LinuxQuestions.org - [SOLVED] wget with regular expressions.

- Linux - Newbie (https://www.linuxquestions.org/questions/linux-newbie-8/)

- - wget with regular expressions. (https://www.linuxquestions.org/questions/linux-newbie-8/wget-with-regular-expressions-846368/)

wget with regular expressions.

Hi,

i would to download some html files using wget.
The files that are would like to download are:
page1.html
page2.html
page3.html
page4.html
page5.html

I was expecting to download these files using the command:
wget http://localhost/page[1-5].html

although this option doesn't work.

Does any one know a way in using regular expressions with wget for this case?

Thanks,

In general you cannot use wildcards with wget, because the http servers do not provide a way of getting a list of files.

Wildcards are supported for ftp (though you would need to quote your url, otherwise the shell will attempt to expand the wildcard characters before wget sees them).

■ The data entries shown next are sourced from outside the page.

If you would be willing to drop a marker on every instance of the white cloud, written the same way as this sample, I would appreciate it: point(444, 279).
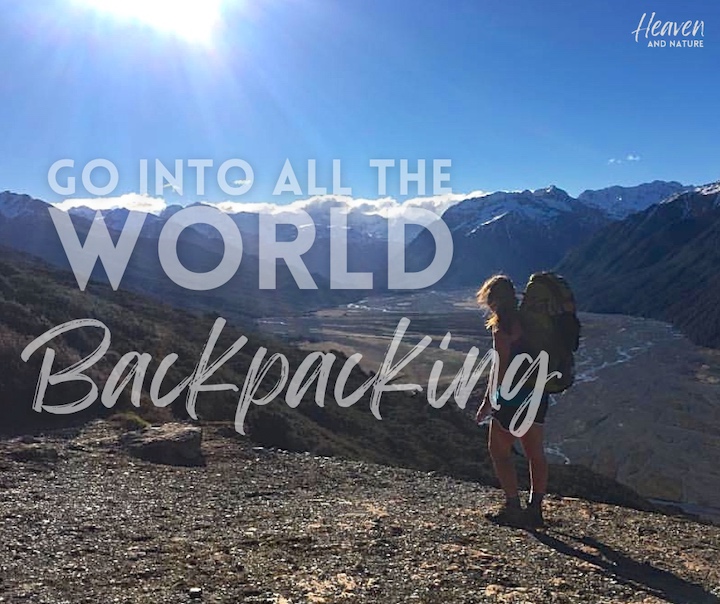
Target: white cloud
point(386, 207)
point(131, 201)
point(175, 188)
point(628, 157)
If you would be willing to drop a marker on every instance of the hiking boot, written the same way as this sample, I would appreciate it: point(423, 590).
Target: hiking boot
point(508, 515)
point(534, 517)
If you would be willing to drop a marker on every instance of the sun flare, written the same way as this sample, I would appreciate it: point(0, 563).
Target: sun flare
point(191, 20)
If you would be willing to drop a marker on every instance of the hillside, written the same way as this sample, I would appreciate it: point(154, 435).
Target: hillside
point(35, 298)
point(261, 526)
point(660, 263)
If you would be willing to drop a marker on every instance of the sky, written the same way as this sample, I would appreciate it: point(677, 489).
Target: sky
point(516, 95)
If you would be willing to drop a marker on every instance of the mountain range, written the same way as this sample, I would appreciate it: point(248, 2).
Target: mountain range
point(646, 250)
point(660, 263)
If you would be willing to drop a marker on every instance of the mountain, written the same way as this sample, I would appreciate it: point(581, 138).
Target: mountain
point(26, 226)
point(516, 233)
point(35, 298)
point(619, 202)
point(660, 263)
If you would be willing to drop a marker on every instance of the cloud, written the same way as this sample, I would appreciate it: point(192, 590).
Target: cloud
point(175, 188)
point(131, 201)
point(385, 207)
point(628, 157)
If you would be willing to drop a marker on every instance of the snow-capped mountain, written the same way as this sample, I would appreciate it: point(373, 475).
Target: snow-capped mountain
point(516, 233)
point(619, 202)
point(661, 263)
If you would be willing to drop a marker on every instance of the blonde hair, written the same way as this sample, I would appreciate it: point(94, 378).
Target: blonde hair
point(499, 292)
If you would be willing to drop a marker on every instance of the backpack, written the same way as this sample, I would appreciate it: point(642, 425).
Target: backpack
point(550, 323)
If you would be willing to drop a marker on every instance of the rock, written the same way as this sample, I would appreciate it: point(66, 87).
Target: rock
point(40, 453)
point(195, 593)
point(172, 444)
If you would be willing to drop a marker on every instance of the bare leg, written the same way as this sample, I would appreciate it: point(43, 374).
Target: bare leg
point(500, 446)
point(532, 442)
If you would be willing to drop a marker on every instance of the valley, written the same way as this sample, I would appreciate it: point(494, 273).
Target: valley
point(644, 409)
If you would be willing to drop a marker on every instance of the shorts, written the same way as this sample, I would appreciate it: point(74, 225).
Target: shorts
point(504, 415)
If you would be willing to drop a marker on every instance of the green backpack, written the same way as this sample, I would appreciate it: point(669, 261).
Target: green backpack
point(550, 323)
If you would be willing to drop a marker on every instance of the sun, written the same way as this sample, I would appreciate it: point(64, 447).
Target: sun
point(190, 20)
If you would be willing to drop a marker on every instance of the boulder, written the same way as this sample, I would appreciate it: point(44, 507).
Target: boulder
point(172, 444)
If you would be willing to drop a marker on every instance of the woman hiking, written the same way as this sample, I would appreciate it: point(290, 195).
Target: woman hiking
point(497, 295)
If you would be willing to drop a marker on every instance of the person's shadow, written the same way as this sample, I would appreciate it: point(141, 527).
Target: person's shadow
point(657, 582)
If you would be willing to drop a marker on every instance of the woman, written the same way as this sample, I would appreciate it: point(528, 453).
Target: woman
point(497, 295)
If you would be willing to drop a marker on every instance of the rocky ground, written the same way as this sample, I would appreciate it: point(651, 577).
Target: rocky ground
point(83, 521)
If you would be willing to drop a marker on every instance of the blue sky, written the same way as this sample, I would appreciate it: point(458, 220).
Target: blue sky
point(517, 94)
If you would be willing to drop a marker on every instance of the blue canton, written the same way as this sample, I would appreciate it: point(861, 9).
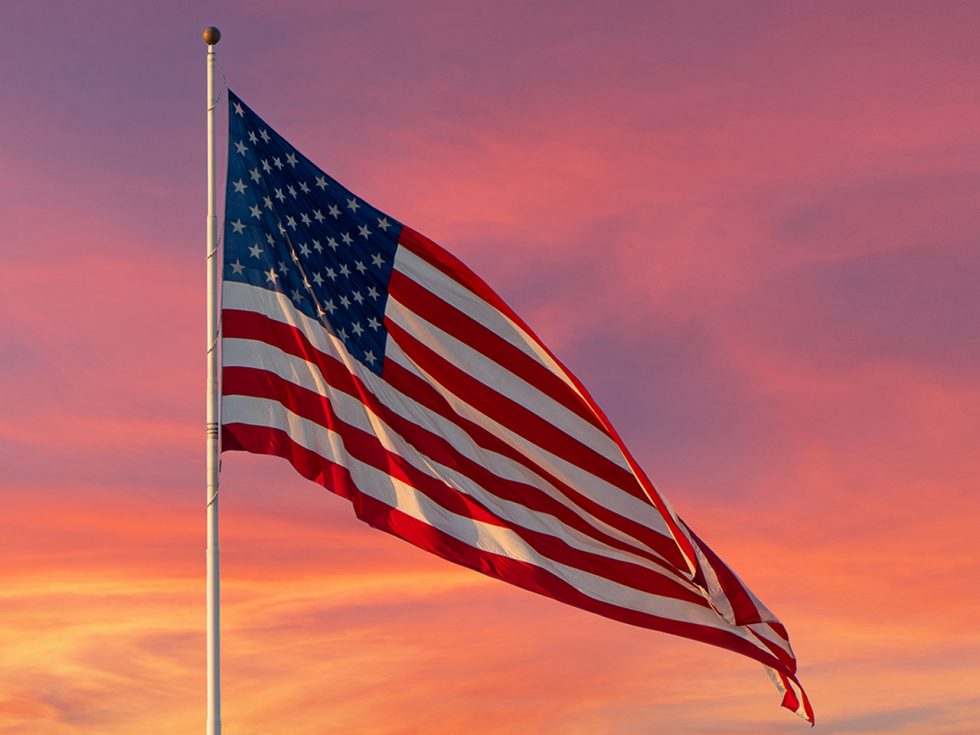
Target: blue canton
point(291, 228)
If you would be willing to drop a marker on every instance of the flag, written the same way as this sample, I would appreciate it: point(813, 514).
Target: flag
point(382, 368)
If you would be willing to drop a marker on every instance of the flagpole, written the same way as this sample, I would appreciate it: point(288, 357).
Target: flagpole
point(211, 37)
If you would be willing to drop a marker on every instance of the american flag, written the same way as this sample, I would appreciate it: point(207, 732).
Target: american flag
point(382, 368)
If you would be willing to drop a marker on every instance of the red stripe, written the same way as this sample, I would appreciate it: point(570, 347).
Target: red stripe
point(742, 604)
point(367, 448)
point(449, 264)
point(249, 325)
point(509, 413)
point(337, 479)
point(451, 320)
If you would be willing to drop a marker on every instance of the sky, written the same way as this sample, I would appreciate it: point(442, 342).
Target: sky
point(749, 228)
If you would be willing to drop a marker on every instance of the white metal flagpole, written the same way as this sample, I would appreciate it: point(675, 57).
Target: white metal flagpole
point(211, 37)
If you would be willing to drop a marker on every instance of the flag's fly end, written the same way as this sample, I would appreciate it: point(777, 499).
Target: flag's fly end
point(387, 371)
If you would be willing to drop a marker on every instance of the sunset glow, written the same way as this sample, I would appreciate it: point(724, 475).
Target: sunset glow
point(749, 228)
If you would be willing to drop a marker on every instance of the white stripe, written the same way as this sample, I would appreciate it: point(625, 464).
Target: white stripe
point(455, 293)
point(277, 306)
point(257, 354)
point(593, 486)
point(504, 382)
point(483, 536)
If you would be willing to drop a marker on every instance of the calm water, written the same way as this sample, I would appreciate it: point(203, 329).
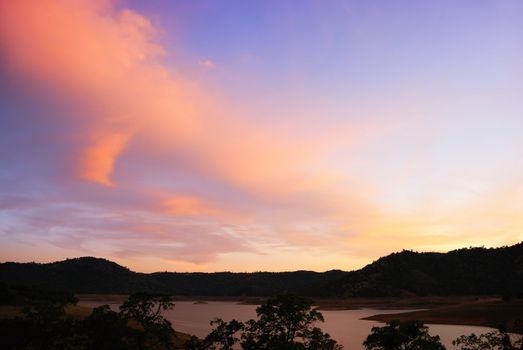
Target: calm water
point(345, 326)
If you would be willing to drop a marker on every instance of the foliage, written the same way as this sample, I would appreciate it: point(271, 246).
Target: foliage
point(44, 326)
point(410, 335)
point(489, 341)
point(285, 322)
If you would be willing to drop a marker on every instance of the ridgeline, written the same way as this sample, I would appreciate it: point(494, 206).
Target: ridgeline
point(469, 271)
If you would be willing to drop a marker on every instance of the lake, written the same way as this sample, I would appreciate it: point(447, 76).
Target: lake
point(345, 326)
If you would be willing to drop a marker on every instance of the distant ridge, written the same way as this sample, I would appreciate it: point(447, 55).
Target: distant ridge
point(468, 271)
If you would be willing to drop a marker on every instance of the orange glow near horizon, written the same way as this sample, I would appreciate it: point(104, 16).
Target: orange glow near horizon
point(153, 146)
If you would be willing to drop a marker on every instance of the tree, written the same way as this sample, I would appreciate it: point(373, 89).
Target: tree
point(495, 340)
point(410, 335)
point(146, 310)
point(285, 322)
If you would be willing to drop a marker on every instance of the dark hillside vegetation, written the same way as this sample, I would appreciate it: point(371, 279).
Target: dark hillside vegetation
point(470, 271)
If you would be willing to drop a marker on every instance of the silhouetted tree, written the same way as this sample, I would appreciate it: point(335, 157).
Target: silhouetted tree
point(285, 322)
point(495, 340)
point(410, 335)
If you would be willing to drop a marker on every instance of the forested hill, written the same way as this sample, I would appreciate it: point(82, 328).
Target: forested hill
point(472, 271)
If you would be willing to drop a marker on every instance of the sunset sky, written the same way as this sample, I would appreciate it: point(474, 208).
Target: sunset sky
point(256, 135)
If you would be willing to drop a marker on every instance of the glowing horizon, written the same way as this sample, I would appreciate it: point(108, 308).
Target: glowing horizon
point(275, 136)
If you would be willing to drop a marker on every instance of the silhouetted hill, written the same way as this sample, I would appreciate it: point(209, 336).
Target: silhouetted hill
point(472, 271)
point(469, 271)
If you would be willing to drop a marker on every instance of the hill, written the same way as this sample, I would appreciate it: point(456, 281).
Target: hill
point(469, 271)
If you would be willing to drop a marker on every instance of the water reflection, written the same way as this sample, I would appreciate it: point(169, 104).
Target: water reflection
point(345, 326)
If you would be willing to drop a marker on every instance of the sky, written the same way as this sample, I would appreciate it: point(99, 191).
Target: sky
point(259, 135)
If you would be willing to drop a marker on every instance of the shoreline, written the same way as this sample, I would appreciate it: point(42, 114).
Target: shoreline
point(485, 311)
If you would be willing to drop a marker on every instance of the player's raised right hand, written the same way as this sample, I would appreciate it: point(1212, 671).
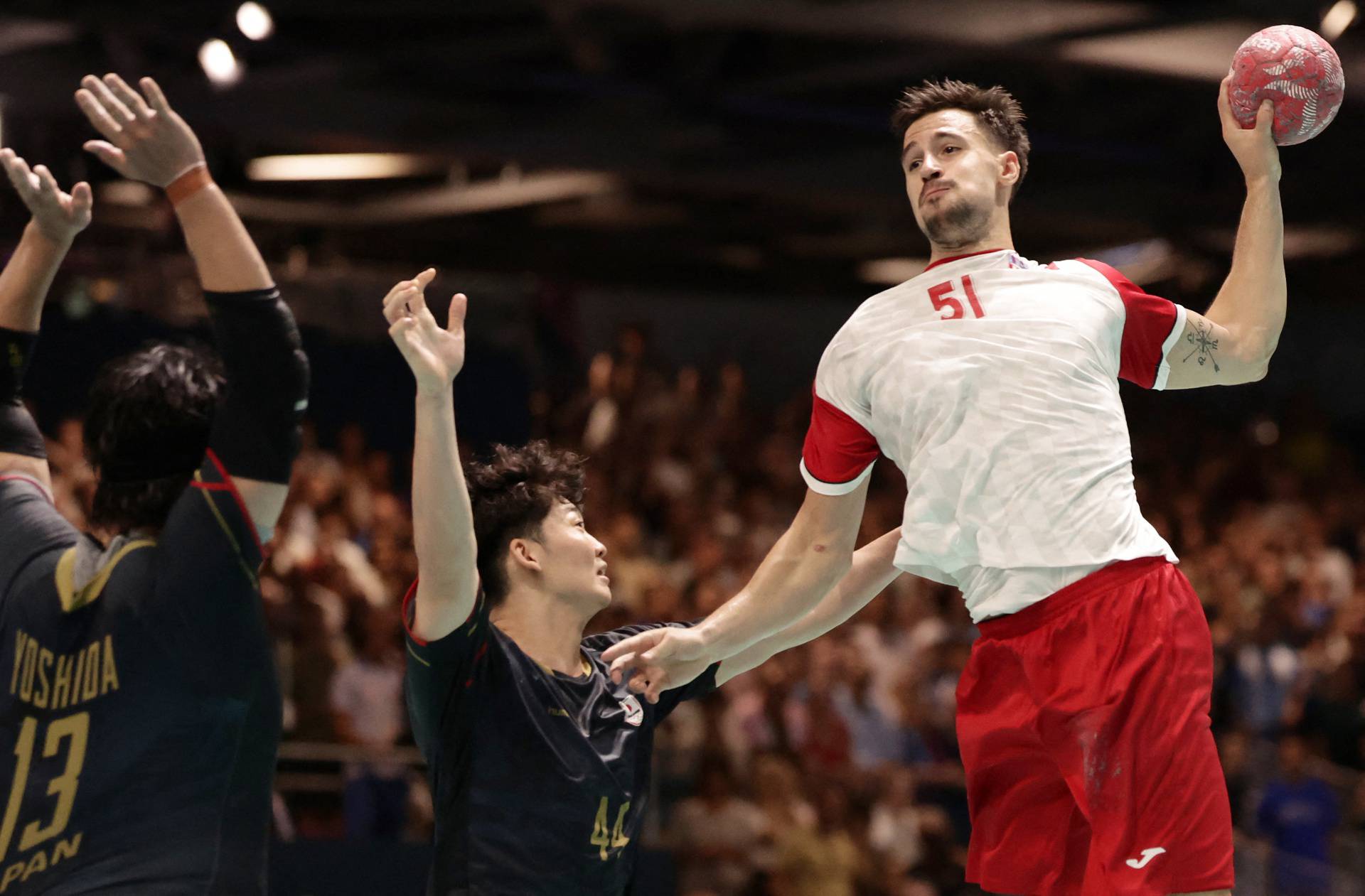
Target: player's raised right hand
point(658, 660)
point(145, 138)
point(434, 354)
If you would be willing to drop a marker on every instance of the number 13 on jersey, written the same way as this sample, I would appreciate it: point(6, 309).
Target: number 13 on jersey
point(949, 304)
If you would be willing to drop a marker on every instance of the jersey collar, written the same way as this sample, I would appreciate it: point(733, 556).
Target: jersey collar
point(957, 258)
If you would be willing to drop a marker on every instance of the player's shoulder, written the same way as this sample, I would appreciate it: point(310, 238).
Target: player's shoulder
point(1095, 271)
point(604, 640)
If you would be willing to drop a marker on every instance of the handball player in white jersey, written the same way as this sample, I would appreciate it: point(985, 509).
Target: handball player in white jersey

There are some specific arguments to wget that support wildcards (such as the accept and reject list), but this would only help you if you were doing a recursive wget (eg, if there was a parent page or index page with links to all the pages that interest you), for example:

Code:

wget -r -A 'page*.html' www.kidsolr.com

(though it will have to recurse through all the files in order to find the ones named 'page*.html', which can waste bandwidth)

Hi pedrosacosta,

this

Code:

for i in 1 2 3 4 5; do wget http://localhost/page$i.html; done

will work for you.

Markus

Try bash brace expansion or use curl instead of wget.
curl has an inbuilt ability to do this sort of thing.

Code:

wget http://localhost/page{1..5}.html      # bash brace expansion



curl -o 'page#1.html' 'http://localhost/page[1-5].html'